Eine Lage Küchenpapier zwischen antihaftbeschichteten Töpfen bildet beim Verstauen eine Schutzschicht gegen Reibung. Dadurch scheuert der Boden eines Topfes nicht am Innenraum des nächsten, was Kratzer, Druckstellen und vorzeitigen Verschleiss der Beschichtung deutlich vermindert.
Wozu dient Küchenpapier zwischen den Töpfen?
Küchenpapier wirkt als weicher Abstandshalter zwischen zwei harten Oberflächen. Beim Öffnen und Schliessen des Schrankes oder wenn man ein Teil aus einem Stapel nimmt, können Töpfe gegeneinander rutschen oder leicht aneinanderstossen. Die Zwischenlage fängt einen Teil dieser Bewegung ab und verhindert den direkten Kontakt von Metall mit der Beschichtung.
- Verringert die Reibung zwischen gestapelten Teilen;
- verhindert Kratzer durch den Metallboden eines anderen Topfes;
- dämpft kleine Stösse im Schrank;
- schützt empfindliche Innenflächen und Kanten;
- trägt dazu bei, die Beschichtung länger in gutem Zustand zu halten;
- erleichtert das Herausnehmen, ohne die Töpfe übereinander zu ziehen.
Warum braucht eine Antihaftbeschichtung diese Vorsicht?
Eine Antihaftschicht ist im Verhältnis zum Topfkörper recht dünn. Bei manchen Kochgeschirren besteht die Oberfläche aus Polytetrafluorethylen, bekannt als PTFE, andere Varianten setzen auf keramische Beschichtungen.
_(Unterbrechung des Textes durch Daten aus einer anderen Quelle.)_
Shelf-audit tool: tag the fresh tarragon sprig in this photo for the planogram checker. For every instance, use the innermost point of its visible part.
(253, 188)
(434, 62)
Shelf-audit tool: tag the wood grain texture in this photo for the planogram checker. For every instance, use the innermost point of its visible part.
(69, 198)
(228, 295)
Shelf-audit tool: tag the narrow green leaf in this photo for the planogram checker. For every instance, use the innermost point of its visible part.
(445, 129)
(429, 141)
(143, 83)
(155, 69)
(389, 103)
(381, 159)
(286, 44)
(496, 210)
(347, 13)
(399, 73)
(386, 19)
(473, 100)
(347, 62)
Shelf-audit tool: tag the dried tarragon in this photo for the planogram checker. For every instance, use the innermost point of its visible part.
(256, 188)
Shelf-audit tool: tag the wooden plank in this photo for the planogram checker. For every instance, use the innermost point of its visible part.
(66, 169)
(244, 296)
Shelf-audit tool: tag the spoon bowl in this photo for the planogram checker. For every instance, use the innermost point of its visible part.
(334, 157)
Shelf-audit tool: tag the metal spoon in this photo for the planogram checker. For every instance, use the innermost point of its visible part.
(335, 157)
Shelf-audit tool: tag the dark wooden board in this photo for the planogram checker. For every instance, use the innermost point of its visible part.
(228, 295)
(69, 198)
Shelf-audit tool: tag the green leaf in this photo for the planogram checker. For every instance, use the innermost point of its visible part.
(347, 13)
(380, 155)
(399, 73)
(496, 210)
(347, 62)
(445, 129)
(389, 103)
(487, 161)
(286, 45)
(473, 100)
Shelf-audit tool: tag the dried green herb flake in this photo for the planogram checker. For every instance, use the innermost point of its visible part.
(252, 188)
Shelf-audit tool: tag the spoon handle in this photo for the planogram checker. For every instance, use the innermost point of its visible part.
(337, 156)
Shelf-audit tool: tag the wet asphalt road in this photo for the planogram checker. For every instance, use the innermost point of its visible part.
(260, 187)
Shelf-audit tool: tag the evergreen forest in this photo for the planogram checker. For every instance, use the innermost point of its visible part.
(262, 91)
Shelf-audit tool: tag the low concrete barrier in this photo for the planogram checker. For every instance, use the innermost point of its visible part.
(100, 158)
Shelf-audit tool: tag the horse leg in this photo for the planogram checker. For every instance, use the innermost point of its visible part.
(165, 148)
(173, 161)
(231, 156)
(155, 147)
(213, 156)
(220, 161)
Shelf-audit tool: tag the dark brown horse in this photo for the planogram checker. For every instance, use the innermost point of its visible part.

Trotz der unterschiedlichen Materialien können beide durch harte Gegenstände und wiederholte Reibung nach und nach abnutzen.
Selbst ein Topf, der sauber wirkt, kann Salzpartikel, Sandkörnchen oder festhängende Rückstände am Boden haben. Legt man ihn direkt auf einen anderen Topf, wirken diese kleinen Partikel wie Schleifmittel. Der Schaden ist nicht immer sofort sichtbar, kann sich aber jedes Mal verstärken, wenn der Stapel bewegt wird.
Wie stapelt man Töpfe, ohne das Innere zu beschädigen?
Reinigen Sie die Teile vor dem Verstauen und trocknen Sie sie vollständig. Legen Sie dann ein Blatt Küchenpapier, ein dünnes Tuch oder einen passenden Topfschutz in den grösseren Topf und setzen Sie das nächste Teil darauf, ohne es fest anzudrücken. Wiederholen Sie das bei jeder Lage im Stapel.
- Nur vollständig trockene Töpfe einräumen;
- zwischen alle Teile eine saubere Schutzlage legen;
- sehr hohe, wackelige Stapel vermeiden;
- beim Herausnehmen keinen Topf über den anderen ziehen;
- Griffe so ausrichten, dass sie keine Kanten unter Druck setzen;
- das Papier austauschen, wenn es feucht, fettig oder eingerissen ist.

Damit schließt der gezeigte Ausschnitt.